In this collection of personal essays published to mark the 125th anniversary of the Western Golf Association’s founding, leading voices from the world of golf journalism share how their lives – and careers – have intersected with one of the most impactful organizations in the game.

By Doug Ferguson
Associated Press Golf Writer
PGA Lifetime Achievement in Journalism Award Winner

I didn't get a chance to cover my first Western Golf Association event until 2007, when the BMW Championship became part of the PGA Tour's postseason. It was clear to me immediately that it was one of the most important places to be all year – for players, yes, but also for caddies and for scribblers like me. When you've covered more than 600 PGA Tour events, you notice things you otherwise wouldn’t. And when an organization has 125 years behind it, well, they know what they're doing.

But it was only later that I began to realize connections long before I witnessed what the WGA was all about, and who it serves.

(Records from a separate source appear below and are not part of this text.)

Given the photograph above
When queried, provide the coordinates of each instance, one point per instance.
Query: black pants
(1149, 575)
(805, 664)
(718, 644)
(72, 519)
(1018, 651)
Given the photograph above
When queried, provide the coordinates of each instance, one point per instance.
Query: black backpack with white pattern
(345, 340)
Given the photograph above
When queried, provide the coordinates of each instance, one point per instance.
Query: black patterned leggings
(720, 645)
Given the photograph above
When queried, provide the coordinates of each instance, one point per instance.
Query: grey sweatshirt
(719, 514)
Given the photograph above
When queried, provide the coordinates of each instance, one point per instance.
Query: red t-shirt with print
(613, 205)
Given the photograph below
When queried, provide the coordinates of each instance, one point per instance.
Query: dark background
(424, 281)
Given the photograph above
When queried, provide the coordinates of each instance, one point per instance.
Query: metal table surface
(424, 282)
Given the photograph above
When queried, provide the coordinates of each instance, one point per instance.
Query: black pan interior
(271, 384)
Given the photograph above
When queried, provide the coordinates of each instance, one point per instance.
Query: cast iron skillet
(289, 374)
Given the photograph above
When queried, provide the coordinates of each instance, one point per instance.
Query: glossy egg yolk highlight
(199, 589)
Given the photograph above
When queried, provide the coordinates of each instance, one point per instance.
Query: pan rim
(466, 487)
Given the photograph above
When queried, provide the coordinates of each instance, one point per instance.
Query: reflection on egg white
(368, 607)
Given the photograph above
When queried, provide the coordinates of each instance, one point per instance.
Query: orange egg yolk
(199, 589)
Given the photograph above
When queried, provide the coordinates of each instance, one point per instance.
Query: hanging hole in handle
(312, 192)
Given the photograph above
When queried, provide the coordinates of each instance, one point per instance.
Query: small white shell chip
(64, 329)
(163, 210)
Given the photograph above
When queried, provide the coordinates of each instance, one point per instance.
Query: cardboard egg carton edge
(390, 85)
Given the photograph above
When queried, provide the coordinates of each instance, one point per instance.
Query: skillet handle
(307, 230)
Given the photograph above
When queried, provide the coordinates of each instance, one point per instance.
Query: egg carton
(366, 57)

I was caddie at Rumson Country Club in New Jersey. The caddie manager was a one-armed man named Leo, the fee for new caddies was $6 a bag and we could play the course on Mondays. When I started writing for the school paper at Abilene Christian University a few years later, one of my first stories was on the value of caddies. I'm not sure how or why, but I reached out to Beverly Country Club in Chicago because of their strong program. Only later did I find out the club had the largest number of Evans Scholars in the country.

I think most anyone involved in golf has worked as a caddie. My father grew up as a member at La Jolla Country Club near San Diego, and he caddied when he wasn't playing. Butch Harmon used to caddie at Winged Foot and Wykagyl in New York as a teenager. The first job Butch had as a club professional was in Iowa, and that was his first exposure to Evans Scholars. He remains amazed to this day when he thinks about the thousands upon thousands of kids the Evans Scholars Foundation has put through college. "What they've done is beyond belief," he said.

When I was in graduate school at the University of Oklahoma, I caddied at the 1984 U.S. Amateur at Oak Tree. This was August in Oklahoma, and I was the only caddie who wore pants, because I thought that's how a caddie was supposed to dress (polyester, no less). My player was a real estate developer from the Bay Area named Guy Bill. He didn't get out of qualifying, but I stuck around and watched Scott Verplank win. A year later, Verplank won the Western Amateur and Western Open (which later became the BMW Championship). I always thought one of the coolest things about his Western Open win at Butler National in Chicago was how this amateur from Oklahoma State was going to pay his 16-year-old caddie. He emptied his wallet of about $300. The club passed the hat and took care of the rest.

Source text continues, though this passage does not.